Tuesday, January 17, 2012

The Eurozone Banking Crisis is heating up – Greece Talks Broke Down Friday.

Some quick reports on the Euro crisis:

The WSJ reported Friday that talks between Greece and its creditors broke down increasing the likelihood that creditors will incur huge losses.

As reported by the WSJ, when the Greece debt talks started in July, the loss proposed for bondholders was 10%.  In October the “haircut” was 50%. Since October, Greece’s economy had deteriorated further and higher cuts are now needed. 

This is apparently the “death spiral” proposed by some; Greece’s economy slows from austerity demanded by other Eurozone countries.  Revenue drops from lower tax receipts and the result is that the country is in worse shape than before the austerity began.

In the debt game, it is not a god idea to allow the debt to grow to crisis levels.  It is nearly impossible to fix – are you listening US politicians?

Now as always, we have to relate this to our economy and our banks.  Here’s a repeat of comments I quoted from Robert Reich’s blog from 5 October…
“A Greek (or Irish or Spanish or Italian or Portuguese) default would have roughly the same effect on our financial system as the implosion of Lehman Brothers in 2008 - Financial chaos…. Big Wall Street banks have lent German and French banks a bundle….The Street’s total exposure to the euro zone totals about $2.7 trillion.

That’s just US exposure.  Can the ECB backstop Euro-banks enough to support the financial system if Greece fails?  Then there’s the US banks.

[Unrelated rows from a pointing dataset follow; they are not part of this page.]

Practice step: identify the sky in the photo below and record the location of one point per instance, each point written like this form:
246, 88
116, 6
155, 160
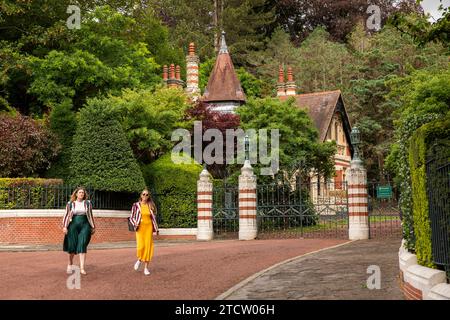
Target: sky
431, 7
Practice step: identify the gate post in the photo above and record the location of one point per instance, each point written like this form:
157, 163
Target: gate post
358, 213
204, 206
248, 229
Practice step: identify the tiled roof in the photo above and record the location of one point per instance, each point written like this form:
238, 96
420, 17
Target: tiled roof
321, 107
223, 84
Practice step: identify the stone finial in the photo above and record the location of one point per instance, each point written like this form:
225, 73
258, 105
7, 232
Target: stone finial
290, 75
178, 72
165, 73
280, 74
281, 88
291, 87
204, 175
172, 71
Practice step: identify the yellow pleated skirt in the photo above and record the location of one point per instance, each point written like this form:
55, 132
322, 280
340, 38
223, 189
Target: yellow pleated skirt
144, 236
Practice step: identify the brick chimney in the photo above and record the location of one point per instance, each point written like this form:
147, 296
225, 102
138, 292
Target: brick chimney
192, 62
281, 90
165, 74
172, 81
291, 87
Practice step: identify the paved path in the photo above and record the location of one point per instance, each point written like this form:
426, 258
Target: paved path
188, 270
337, 273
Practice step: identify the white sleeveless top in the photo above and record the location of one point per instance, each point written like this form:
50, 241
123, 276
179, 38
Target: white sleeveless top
79, 208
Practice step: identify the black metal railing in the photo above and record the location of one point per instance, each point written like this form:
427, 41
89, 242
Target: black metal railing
57, 196
384, 211
226, 211
438, 189
305, 210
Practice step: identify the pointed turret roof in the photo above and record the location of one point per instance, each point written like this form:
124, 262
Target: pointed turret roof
223, 84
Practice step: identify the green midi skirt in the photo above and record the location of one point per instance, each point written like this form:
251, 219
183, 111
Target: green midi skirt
78, 235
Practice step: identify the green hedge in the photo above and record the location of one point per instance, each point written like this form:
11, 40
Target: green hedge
32, 193
419, 148
101, 155
174, 187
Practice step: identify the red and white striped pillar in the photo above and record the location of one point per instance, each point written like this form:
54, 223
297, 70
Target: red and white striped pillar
248, 229
192, 62
204, 206
357, 202
291, 87
281, 88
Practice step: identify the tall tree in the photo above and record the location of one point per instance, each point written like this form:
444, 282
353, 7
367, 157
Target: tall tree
301, 17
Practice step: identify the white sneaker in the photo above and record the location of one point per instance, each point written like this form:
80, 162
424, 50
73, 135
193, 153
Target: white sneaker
137, 265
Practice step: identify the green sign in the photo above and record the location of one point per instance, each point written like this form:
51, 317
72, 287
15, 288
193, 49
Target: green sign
384, 192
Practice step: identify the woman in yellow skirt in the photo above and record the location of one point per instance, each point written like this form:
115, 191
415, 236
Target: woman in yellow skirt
143, 218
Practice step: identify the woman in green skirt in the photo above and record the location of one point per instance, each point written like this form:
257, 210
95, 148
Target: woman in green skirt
78, 226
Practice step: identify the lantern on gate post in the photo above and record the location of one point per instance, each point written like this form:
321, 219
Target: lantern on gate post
355, 139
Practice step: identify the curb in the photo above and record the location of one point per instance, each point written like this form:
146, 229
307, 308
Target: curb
241, 284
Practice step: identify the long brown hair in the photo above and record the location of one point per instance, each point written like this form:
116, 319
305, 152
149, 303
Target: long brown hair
150, 200
73, 197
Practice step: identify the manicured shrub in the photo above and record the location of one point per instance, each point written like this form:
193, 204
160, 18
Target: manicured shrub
101, 155
420, 146
174, 187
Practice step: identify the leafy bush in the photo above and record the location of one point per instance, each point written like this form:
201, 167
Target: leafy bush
420, 146
174, 187
33, 193
27, 147
63, 123
101, 155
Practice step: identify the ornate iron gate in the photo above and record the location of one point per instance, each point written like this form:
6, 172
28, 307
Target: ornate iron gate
302, 210
438, 189
225, 211
384, 212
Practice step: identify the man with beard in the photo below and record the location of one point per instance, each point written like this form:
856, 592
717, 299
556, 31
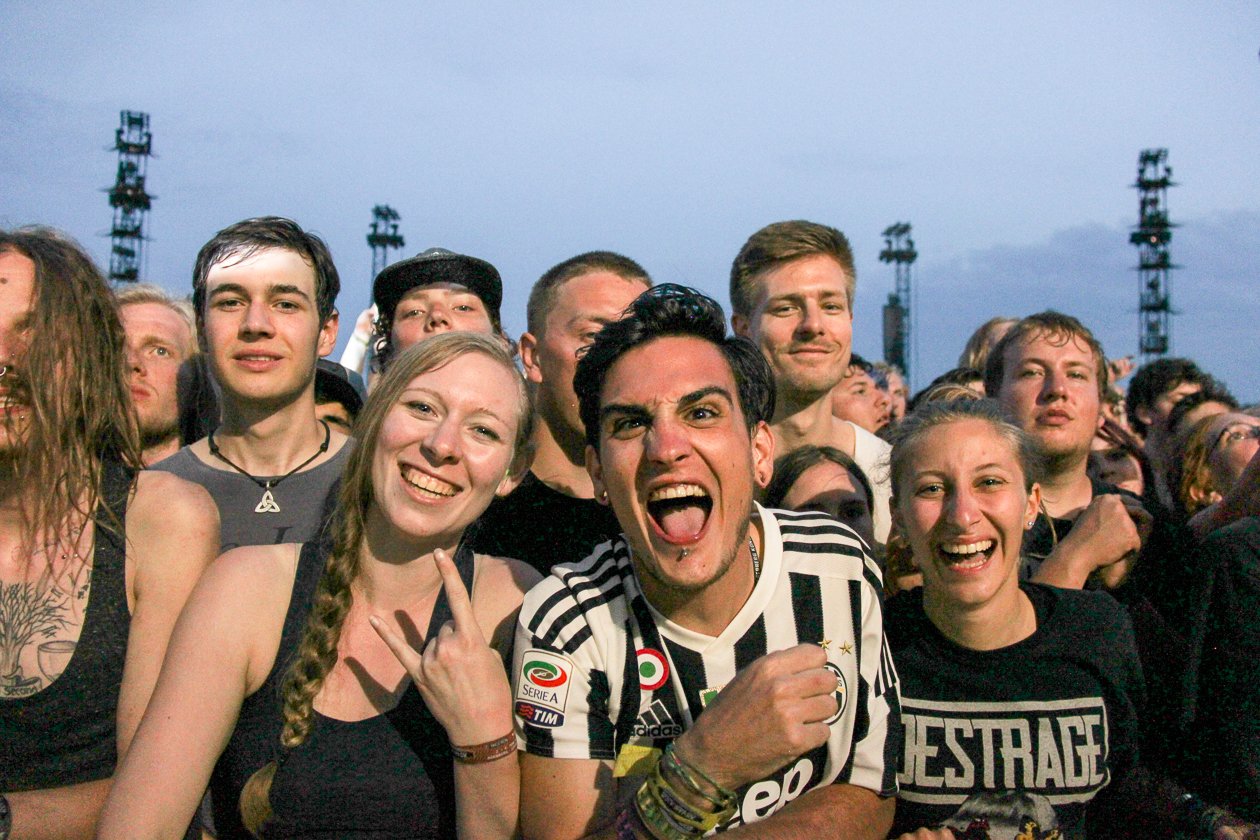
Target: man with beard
1048, 374
160, 338
96, 557
718, 664
791, 295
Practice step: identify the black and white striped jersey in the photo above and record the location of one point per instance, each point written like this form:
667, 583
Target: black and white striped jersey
599, 674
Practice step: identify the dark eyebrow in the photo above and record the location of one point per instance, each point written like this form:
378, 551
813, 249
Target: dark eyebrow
287, 289
272, 290
623, 408
697, 396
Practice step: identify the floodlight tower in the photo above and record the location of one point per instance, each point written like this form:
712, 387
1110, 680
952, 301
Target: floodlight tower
383, 237
127, 197
899, 248
1152, 236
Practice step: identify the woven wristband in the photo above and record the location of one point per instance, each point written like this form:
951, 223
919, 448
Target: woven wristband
657, 820
687, 772
486, 752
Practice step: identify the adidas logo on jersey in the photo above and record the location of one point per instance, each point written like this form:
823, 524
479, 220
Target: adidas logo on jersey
657, 723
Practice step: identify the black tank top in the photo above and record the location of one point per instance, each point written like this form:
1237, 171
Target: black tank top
387, 776
67, 733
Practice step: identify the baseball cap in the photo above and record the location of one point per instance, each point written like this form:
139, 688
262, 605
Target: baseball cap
340, 384
437, 266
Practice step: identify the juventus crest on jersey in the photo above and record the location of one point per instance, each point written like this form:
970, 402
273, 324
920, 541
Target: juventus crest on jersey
599, 674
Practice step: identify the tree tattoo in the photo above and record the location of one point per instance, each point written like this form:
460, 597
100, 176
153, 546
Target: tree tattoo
28, 613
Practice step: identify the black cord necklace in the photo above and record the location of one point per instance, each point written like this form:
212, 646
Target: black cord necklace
267, 504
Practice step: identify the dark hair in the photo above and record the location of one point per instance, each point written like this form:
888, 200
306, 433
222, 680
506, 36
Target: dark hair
1154, 379
929, 416
783, 242
977, 350
1122, 438
246, 238
1059, 329
953, 378
542, 296
858, 362
73, 378
1214, 392
670, 310
790, 467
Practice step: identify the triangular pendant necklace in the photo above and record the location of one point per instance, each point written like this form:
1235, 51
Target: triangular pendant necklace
269, 504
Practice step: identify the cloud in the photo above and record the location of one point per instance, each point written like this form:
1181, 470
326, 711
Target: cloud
1089, 271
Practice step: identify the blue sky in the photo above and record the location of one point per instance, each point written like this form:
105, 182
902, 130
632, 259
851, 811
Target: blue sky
1007, 134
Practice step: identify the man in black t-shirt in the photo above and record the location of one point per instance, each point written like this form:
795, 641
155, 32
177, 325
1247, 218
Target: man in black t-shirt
1048, 373
265, 294
552, 516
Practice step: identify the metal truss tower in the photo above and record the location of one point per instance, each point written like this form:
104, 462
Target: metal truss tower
1152, 236
383, 236
899, 248
127, 197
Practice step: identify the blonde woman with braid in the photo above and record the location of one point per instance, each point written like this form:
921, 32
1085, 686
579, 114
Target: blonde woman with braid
357, 689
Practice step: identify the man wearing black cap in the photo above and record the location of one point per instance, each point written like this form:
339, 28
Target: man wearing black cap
435, 291
339, 394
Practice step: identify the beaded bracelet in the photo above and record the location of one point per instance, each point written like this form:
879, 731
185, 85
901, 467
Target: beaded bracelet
486, 752
687, 772
668, 816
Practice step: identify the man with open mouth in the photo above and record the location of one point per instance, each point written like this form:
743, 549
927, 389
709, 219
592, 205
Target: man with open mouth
716, 661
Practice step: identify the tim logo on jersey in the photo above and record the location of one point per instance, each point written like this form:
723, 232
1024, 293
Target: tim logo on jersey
1056, 749
542, 688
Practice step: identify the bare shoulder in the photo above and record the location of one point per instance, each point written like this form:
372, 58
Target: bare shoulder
503, 581
165, 499
266, 572
173, 533
498, 591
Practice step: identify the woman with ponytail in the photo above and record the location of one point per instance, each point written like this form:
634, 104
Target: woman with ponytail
355, 686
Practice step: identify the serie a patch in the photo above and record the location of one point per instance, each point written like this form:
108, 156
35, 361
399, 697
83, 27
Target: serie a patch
542, 688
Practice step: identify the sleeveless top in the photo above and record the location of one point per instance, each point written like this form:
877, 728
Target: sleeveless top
387, 776
67, 733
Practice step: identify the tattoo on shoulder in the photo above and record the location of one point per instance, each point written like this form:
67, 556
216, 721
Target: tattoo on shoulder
33, 617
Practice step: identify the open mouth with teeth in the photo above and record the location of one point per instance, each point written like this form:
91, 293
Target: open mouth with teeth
427, 486
679, 511
965, 557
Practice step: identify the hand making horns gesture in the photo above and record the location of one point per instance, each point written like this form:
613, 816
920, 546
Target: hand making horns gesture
460, 678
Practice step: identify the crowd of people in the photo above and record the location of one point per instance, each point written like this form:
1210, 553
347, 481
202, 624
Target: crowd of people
648, 571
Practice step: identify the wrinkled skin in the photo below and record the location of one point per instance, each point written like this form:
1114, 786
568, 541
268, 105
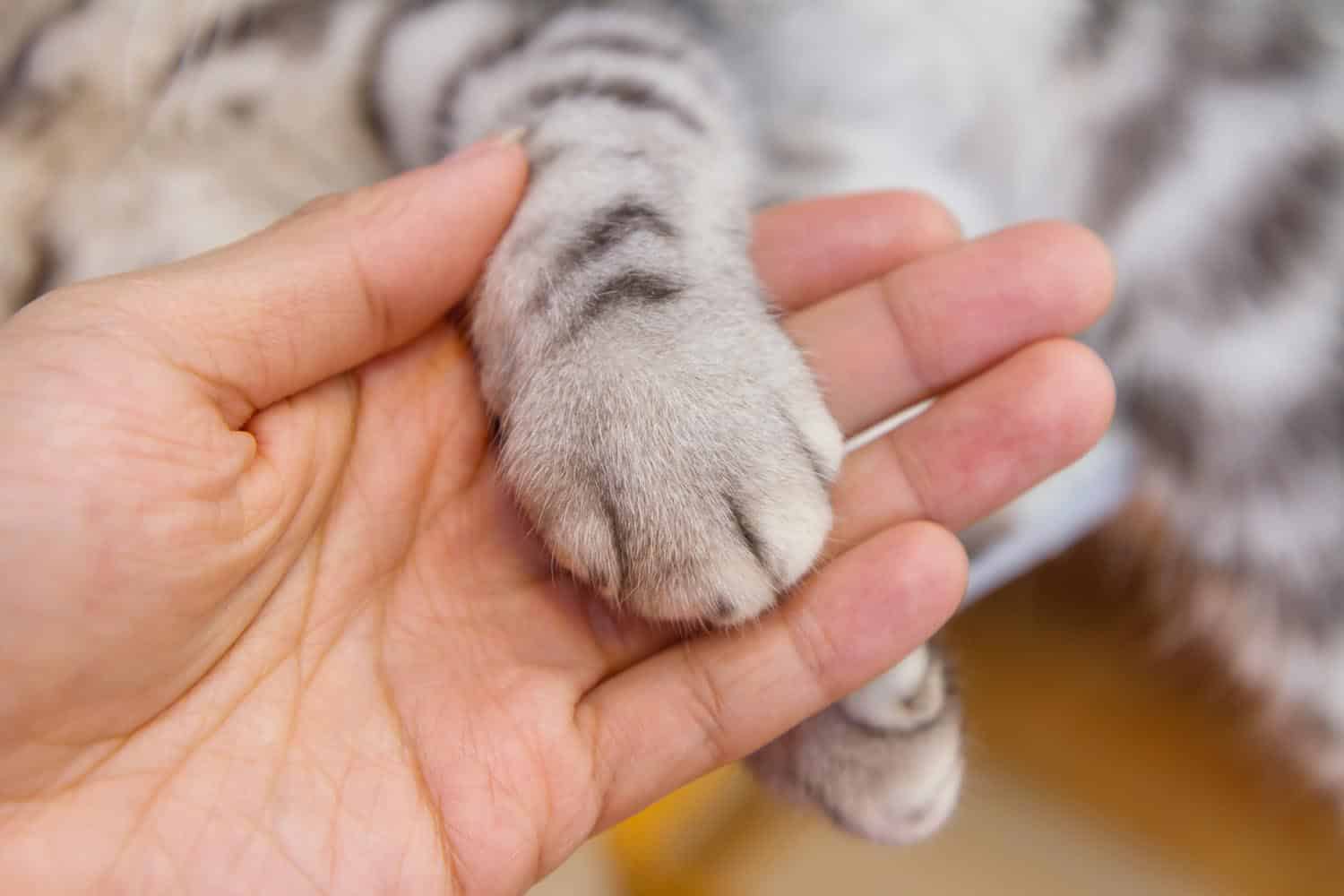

To get an idea of how critical this may be, we can relate this to a specific case.  Jamie Dimon, CEO of JP Morgan Chase said recently that his bank’s exposure to Europe was relatively unchanged.  WSJ reported the exposure at 15.9-billion.  Earnings were about 4-billion.  So their exposure is 4x their earnings.  It is doubtful that even the well run JPM Chase would survive that calamity.

The market is likely to get very choppy soon, but today, it shrugged off Greece issues and posted a 5pt. gain and moved up to1294 after World markets posted strong gains.  VIX rose 6% to 22.2 so not all of the traders are sanguine about the market going forward.

There was an article on trading in Money magazine this month that quoted an analyst who said, “To be a successful trader, you must be able to predict the future.”  That couldn’t be more wrong.  Follow a system; follow the market; never try and predict the future.  It can’t be done.  That’s why I follow the NTSM system.

Today the NTSM analysis remained BUY.

I bought back into the stock market at S&P 500, 1155 on 7 Oct after the 6 Oct NTSM buy signal.  I remain 100% long in the long term portfolio (100% stocks in the 401k.). (See the page “How to Use the NTSM System” – the link is on the right side of this page). 

I am 90% long in the trading portfolio.  I may take profits on the trade soon to cut some risk. 

Just a reminder: 100% invested in stocks is way too much for most rational folks.   Don’t do it unless you have a high tolerance for risk.